А наши беды вам и не снились.

Наши думы вам не икнулись.

Вы б наверняка подавились.

Мы же — ничего, облизнулись.

Лишь печаль-тоска облаками

Над седой лесною страною.

Города цветут синяками

Да деревни — сыпью чумною.

Кругом — бездорожья, траншеи.

Что, к реке торопимся, братцы ?

Стопудовый камень на шее.

Рановато, парни, купаться!

Хороша студена водица,

Да глубокий омут таится —

Не напиться нам, не умыться,

Не продрать колтун на ресницах.

Вот тебе обратно тропинка **

И петляй в родную землянку.

А крестины там, иль поминки —

Все одно — там пьянка-гулянка.

Если забредет кто нездешний. **

Поразится живности бедной.

Нашей редкой силе сердешной

Да дури нашей злой-заповедной.

Выкатим кадушку капусты. **

Выпечем ватрушку без теста.

Что, снаружи все еще пусто?

А внутри по-прежнему тесно …

Вот тебе медовая брага,

Ягодка-злодейка-отрава.

Вот тебе, приятель, и Прага.

Вот тебе, дружок, и Варшава.

Вот и посмеемся простуженно,

А об чем смеяться — неважно.

Если по утрам очень скучно,

То по вечерам очень страшно.

Всемером ютимся на стуле,

Всем миром на нары-полати.

Спи, дитя мое, люли-люли!

Некому березу заломати.

—————————————

* В ранней редакции:

Вы нам — то да се, трали-вали.

Мы даем ответ — тили-тили.

** В последней редакции эти четверостишия отсутствуют.

ЗИМНЯЯ СКАЗКА

Однозвучно звенит колокольчик Спасской башни Кремля.

В тесной кузнице дня Лохи-блохи подковали Левшу.

Под рукою — снега. Протокольные листы февраля.

Эх, бессонная ночь! Наливай чернила — все подпишу!

Как досрочник-ЗК два часа назад откинулся день.

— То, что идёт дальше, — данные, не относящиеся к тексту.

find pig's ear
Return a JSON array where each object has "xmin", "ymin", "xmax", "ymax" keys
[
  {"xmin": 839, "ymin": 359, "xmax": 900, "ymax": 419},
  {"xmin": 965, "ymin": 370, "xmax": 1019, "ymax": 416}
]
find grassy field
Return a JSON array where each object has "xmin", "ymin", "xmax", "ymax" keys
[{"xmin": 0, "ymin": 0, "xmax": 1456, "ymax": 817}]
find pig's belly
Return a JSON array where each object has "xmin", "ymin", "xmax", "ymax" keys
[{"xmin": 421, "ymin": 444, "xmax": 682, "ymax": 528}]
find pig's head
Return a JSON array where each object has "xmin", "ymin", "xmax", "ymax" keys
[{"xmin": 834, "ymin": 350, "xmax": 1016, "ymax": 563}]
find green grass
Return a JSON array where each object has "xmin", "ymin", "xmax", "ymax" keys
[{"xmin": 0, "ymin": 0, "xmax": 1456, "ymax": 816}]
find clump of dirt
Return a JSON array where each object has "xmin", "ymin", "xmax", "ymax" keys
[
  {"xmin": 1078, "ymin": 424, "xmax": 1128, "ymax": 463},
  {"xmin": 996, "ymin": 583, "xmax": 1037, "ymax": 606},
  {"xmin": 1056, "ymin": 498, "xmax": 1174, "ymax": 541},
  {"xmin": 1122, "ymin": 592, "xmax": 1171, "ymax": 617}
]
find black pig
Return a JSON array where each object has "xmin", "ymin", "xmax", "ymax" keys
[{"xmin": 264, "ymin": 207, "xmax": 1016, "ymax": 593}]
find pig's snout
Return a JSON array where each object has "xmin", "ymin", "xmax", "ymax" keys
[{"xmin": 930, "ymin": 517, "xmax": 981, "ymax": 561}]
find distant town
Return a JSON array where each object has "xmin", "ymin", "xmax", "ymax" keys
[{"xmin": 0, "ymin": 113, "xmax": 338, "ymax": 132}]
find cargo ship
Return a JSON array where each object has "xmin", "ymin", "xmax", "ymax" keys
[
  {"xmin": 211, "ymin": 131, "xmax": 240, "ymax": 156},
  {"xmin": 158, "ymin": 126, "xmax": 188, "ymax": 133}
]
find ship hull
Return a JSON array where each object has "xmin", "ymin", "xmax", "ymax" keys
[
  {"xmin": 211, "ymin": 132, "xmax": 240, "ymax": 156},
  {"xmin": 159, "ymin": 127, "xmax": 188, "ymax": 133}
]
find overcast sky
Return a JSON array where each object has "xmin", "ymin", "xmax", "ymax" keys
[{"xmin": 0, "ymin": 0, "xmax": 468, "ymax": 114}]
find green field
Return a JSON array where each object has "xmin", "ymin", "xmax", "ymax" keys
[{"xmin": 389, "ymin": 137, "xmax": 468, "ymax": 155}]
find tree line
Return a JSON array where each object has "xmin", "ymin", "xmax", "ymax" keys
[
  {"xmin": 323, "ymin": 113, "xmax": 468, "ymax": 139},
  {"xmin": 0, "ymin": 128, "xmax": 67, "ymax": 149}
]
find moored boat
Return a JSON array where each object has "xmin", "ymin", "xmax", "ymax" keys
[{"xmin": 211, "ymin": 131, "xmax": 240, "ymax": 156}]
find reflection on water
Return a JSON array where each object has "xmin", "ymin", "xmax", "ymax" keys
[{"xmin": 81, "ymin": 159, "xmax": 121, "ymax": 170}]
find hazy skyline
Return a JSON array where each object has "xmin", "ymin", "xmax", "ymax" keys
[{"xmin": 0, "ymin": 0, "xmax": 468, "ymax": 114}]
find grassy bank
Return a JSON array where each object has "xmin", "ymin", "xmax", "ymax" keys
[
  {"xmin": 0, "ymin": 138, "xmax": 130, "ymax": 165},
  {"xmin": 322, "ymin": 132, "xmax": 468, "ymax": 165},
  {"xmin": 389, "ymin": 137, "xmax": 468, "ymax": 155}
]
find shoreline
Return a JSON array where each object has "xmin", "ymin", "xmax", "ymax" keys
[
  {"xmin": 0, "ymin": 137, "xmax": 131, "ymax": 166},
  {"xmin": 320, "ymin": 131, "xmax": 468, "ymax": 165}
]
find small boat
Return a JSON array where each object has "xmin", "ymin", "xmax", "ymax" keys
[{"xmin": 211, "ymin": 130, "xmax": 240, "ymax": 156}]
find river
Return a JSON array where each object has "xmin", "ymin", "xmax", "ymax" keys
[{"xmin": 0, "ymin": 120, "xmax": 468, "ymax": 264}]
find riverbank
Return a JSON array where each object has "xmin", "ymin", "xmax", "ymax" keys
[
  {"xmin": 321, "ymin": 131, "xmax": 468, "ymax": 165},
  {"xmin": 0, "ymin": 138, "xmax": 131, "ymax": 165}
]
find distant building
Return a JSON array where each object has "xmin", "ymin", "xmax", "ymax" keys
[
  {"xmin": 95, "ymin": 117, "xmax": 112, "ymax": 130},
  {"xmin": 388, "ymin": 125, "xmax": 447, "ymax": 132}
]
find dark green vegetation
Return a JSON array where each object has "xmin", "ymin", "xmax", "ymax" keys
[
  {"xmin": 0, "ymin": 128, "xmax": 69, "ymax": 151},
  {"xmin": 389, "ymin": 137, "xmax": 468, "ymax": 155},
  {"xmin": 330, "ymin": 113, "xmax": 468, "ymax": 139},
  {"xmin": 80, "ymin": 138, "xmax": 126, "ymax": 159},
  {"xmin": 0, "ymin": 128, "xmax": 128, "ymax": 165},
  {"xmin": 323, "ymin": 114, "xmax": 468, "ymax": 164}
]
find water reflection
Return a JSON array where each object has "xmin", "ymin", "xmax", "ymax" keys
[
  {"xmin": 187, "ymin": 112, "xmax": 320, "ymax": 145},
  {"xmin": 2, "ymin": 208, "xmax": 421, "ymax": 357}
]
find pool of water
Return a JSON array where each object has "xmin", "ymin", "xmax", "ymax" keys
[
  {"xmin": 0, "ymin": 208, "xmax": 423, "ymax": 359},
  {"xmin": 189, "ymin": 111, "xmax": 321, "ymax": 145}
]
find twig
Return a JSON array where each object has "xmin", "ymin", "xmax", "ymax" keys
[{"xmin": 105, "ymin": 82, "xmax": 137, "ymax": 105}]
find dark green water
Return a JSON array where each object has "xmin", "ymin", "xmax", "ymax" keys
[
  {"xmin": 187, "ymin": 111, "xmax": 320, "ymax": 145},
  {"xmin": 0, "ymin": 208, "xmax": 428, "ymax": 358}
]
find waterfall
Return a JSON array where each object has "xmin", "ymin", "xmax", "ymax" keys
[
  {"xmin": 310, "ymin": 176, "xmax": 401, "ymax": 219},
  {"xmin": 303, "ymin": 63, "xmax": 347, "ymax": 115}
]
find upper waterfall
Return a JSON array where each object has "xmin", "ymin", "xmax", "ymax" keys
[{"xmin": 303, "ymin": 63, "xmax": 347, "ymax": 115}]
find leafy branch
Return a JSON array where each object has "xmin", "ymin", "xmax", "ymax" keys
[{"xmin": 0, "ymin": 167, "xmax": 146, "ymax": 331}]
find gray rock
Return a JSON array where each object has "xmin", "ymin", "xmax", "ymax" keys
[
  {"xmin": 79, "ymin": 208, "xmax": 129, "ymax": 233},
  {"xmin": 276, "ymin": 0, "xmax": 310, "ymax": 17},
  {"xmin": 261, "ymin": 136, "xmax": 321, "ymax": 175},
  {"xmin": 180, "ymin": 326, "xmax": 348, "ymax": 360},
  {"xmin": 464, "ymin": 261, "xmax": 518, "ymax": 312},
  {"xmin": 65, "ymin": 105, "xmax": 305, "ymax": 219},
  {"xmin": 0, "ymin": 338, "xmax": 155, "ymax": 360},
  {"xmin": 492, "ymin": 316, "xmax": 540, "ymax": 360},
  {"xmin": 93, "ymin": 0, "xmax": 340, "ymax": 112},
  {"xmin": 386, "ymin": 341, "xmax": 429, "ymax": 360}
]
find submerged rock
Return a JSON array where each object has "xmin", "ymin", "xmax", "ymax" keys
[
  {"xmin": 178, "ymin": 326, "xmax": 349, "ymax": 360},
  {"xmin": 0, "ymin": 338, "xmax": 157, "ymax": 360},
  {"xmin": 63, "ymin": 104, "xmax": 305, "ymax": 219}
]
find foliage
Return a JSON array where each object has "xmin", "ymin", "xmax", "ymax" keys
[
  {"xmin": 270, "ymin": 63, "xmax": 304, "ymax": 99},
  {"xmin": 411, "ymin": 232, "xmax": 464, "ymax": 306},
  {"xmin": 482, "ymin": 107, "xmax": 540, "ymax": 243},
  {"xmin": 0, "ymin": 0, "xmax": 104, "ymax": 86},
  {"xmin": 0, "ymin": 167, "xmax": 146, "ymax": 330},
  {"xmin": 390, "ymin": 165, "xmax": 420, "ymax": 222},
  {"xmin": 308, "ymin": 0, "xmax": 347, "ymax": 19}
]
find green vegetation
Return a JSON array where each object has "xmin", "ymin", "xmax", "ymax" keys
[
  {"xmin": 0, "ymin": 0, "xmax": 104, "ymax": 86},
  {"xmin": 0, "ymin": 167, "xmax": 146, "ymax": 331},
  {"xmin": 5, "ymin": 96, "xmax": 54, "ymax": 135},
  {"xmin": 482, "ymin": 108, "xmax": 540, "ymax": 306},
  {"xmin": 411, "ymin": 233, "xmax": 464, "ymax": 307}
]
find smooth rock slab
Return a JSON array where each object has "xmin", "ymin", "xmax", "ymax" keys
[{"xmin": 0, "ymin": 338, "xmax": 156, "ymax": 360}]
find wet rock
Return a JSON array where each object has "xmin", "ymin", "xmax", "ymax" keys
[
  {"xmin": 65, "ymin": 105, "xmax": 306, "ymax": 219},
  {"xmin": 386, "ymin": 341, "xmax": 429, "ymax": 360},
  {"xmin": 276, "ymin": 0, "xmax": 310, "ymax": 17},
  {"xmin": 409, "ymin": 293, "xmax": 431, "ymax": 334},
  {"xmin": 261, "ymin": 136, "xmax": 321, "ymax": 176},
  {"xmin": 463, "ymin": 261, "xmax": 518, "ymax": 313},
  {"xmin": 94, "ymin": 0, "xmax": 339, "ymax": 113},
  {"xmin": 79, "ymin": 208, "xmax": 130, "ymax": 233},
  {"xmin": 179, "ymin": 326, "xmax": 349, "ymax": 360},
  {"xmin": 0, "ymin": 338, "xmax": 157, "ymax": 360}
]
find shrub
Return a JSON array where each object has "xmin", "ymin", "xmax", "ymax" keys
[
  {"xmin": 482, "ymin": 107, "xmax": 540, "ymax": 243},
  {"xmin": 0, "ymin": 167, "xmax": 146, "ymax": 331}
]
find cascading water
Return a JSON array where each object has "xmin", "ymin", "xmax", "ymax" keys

Я опять на краю знаменитых вологданьских лесов.

Как эскадра в строю, проплывают корабли деревень,

И печные дымы — столбовые мачты без парусов.

И плывут до утра хутора, где три кола — два двора,

Но берут на таран всероссийскую столетнюю мель.

Им смола — дикий хмель. А еловая кора им — махра.

Снежок — сахарок. А сосульки им — добра карамель.

А не гуляй без ножа! Да дальше носа не ходи без ружья!

Много злого зверья. Ошалело — аж хвосты себе жрет.

А в народе зимой — ша! — вплоть до марта боевая ничья!

Трудно ямы долбить. Мерзлозем коловорот не берет.

Ни церквушка, ни клуб. Поцелуйте постный шиш вам баян!

Ну, а ты не будь глуп! Рафинада в первачок не жалей!

Не достал нас Маяк. И концерты по заявкам сельчан

По ночам под окном исполняет сводный хор кобелей.

Под окном по ночам — то ли песня, то ли плач, то ли крик,

То ли спим, то ли нет! Не поймешь нас — ни живы, ни мертвы.

Лишь тропа в крайний дом над обрывом вьется, как змеевик.

Истоптали весь снег на крыльце у милицейской вдовы.

Я люблю посмотреть, как купается луна в молоке.

А вокруг столько звезд! Забирай хоть все — никто не берет.

Значит, крепче стал лед. Мерзни, мерзни волчий хвост на реке!

Нынче — славный мороз. Минус тридцать, если Боб нам не врет.

Я устал кочевать от Москвы до самых дальних окраин.

Брел по горло в снегу. Оглянулся — не осталось следа.

Потеснись — твою мать! — дядя Миша, косолапый хозяин!

Я всю ночь на бегу. Я не прочь и подремать.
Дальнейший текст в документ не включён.